Magdo, zawsze bede zdania, ze dorosle koty powinny miec szanse

Oczywiscie, ze nie nalezy ich odrzucac z powodu choroby, choroby mozna leczyc, biorac malucha tez nie mamy zadnej gwarancji, ze kiedys na cos nie zachoruje.
Ale tu sprawa nie jest prosta. Gdybys nie miala kota - namawialabym Cie na wziecie Ptysia. On moze przeciez zyc wiele lat i nigdy objawow nie miec. Ale tu jest kwestia mozliwosci (znikomej, ale zawsze) narazenia kota, ktory juz pozostaje pod Twoja opieka. I dlatego nie bede namawiac do niczego. I zaakceptuje kazda Twoja decyzje i uszanuje ja. I zrozumiem.

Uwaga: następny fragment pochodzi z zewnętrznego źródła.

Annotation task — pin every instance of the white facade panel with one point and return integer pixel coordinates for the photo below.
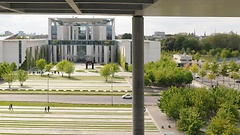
(152, 50)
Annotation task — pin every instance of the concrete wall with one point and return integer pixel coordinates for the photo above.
(10, 49)
(152, 50)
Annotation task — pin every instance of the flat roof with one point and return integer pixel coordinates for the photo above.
(192, 8)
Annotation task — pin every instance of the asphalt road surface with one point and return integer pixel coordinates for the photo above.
(149, 100)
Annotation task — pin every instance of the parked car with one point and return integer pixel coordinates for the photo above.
(127, 96)
(196, 76)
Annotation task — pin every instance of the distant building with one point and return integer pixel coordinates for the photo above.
(21, 33)
(7, 33)
(182, 59)
(152, 50)
(82, 39)
(14, 50)
(159, 34)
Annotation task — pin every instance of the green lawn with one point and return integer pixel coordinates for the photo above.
(22, 103)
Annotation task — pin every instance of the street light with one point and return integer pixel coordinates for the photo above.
(48, 89)
(112, 90)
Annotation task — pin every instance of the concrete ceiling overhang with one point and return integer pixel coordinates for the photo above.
(197, 8)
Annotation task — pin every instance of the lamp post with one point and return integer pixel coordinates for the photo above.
(111, 89)
(48, 89)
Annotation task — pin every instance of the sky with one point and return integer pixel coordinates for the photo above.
(170, 25)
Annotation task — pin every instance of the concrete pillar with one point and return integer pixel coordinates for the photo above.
(138, 75)
(54, 54)
(106, 54)
(75, 53)
(113, 50)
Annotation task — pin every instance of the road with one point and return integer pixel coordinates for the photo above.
(149, 100)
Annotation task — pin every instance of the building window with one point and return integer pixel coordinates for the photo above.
(20, 51)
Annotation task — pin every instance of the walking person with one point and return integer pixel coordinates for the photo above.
(45, 109)
(48, 108)
(10, 107)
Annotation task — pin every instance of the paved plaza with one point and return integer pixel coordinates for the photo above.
(44, 83)
(71, 120)
(90, 121)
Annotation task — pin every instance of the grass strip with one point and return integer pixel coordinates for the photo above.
(55, 104)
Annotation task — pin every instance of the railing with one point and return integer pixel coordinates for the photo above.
(82, 42)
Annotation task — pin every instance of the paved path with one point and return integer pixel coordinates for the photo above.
(77, 99)
(71, 120)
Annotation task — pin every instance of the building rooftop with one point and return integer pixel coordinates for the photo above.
(197, 8)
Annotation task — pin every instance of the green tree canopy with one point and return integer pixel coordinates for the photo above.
(22, 76)
(69, 68)
(41, 63)
(127, 36)
(48, 67)
(105, 71)
(9, 78)
(114, 68)
(60, 66)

Czy ja dalam sobie z tym rade? Nie powiedzialabym. Najpierw ryczalam jak bobr i bylam kompletnie zalamana (po tym jak sie okazalo, ze Pimpus Guziczek jest nosicielem bialaczki). Potem szukalam mu domu na prawo i lewo, zdajac sobie sprawe z tego, ze to musi byc naprawde dobry dom. Mialam po prostu szczescie, ze moja tesciowa jest cudowna osoba i go wziela. Szczescie jest we wszystkie strony, bo moge pomagac, odwiedzac i mam wszelkie wiadomosci na biezaco. I jestem pewna, ze kot tam bedzie mial jak w raju (jak wreszcie sie pogodza z psem).

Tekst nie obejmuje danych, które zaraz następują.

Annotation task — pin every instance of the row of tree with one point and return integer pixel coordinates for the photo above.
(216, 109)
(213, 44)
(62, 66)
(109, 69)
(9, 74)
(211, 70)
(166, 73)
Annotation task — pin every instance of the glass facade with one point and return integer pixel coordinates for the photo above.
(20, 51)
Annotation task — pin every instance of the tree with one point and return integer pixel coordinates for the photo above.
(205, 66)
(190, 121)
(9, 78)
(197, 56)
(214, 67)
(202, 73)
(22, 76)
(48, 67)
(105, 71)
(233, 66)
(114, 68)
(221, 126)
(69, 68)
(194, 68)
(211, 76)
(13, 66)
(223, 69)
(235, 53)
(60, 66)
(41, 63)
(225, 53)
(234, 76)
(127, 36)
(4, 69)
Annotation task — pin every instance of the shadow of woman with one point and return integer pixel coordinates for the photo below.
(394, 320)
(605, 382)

Nie wiem co zrobilabym na Twoim miejscu. Z jednej strony to juz przeciez Twoj kot (psychicznie), tyle sie na niego wyczekalas. Z drugiej ze swiadomoscia, ze mozesz narazic na chorobe swoja kote... Dylemat jest straszny. NIe wiem co bym zrobila na Twoim miejscu, po prostu nie wiem.